I have recently purchased a new Seagate disk with a physical sector size of 4096 bytes and a size of 1TB. I have other two 1 TB disks, both with a physical sector disk of 512 byte. One of them has FreeBSD installed on it, while the other one has Windows Vista installed. I want to let the new 4096 bytes/sector disk for Windows Vista and use the two 512 bytes/sector disks for FreeBSD so as to play with RAID and ZFS without worrying about sector sizes.

How could I do it right, without degrading performance and respecting alignments? I had thought of dd and playing with ibs and obs, but I am not sure about it and I do not wish to experiment at low level with a new and expensive disk.


----------



## wblock@ (Nov 15, 2012)

Don't mess with ibs and obs.  Left alone, they will do the right thing, writing 512 bytes for every 512 bytes that are read.

But dd(1) is not the right tool for the job.  Use Clonezilla to copy the disk.

After that, there are two ways to go.  Use a partition tool to realign the partitions, or assume Seagate's "smartalign" works and just ignore it.


----------



## Martillo1 (Nov 15, 2012)

Thanks wblock@, I am not very versed in imaging and cloning tools.


----------



## wblock@ (Nov 15, 2012)

GParted can create and resize partitions, including resizing NTFS partitions without destroying the filesystems on them.


----------



## Martillo1 (Dec 30, 2012)

In the end I was not bold enough to do the move. I have the Windows Vista system so well acquainted and stable for the last three years and half that I preferred keep it that way. Furthermore, it is on a Samsung disk from 2009, well before Seagate bought it, so its reliability should be good.

What I did was mirroring the two Seagate disks in a ZFS pool, although one was 512 bytes/sector and the other was 4096 bytes/sector. I was able to get an ashift of 12, so no problems from that side.

In normal operation I noticed that writing performance was hindered by the slower drive, which lagged badly behind the faster one, which in turn had many idle times while the other frequently run over 100% busyness as stated by gstat.
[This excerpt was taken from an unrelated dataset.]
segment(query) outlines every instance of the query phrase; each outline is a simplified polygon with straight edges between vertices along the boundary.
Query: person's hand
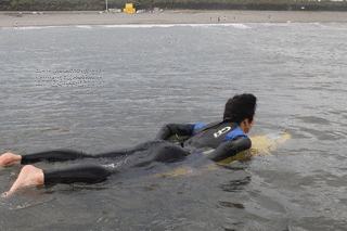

Reading performance was not so spectacular, since readings where distributed among both disks and adding up, but seldom reaching full potential; it was usual to see both disks working around 50% in sustained reads, and the throughput was halfway between the slower and the faster one.

I ended up detaching the slower disk to dedicate it to other OSes and encryption experiments. I have learnt that there is no much gain by mirroring disks with very different performance, aside safety of data through mirroring and ZFS corrections, but for that purpose it is better to use two disks much more alike, even if they are slow. I am also concerned about the overhead the faster disk puts on the slower in write operations and its impact on reliability.

Note: The area where I have noticed an improvement in performance using my unbalanced mirror is when encryping large files.


----------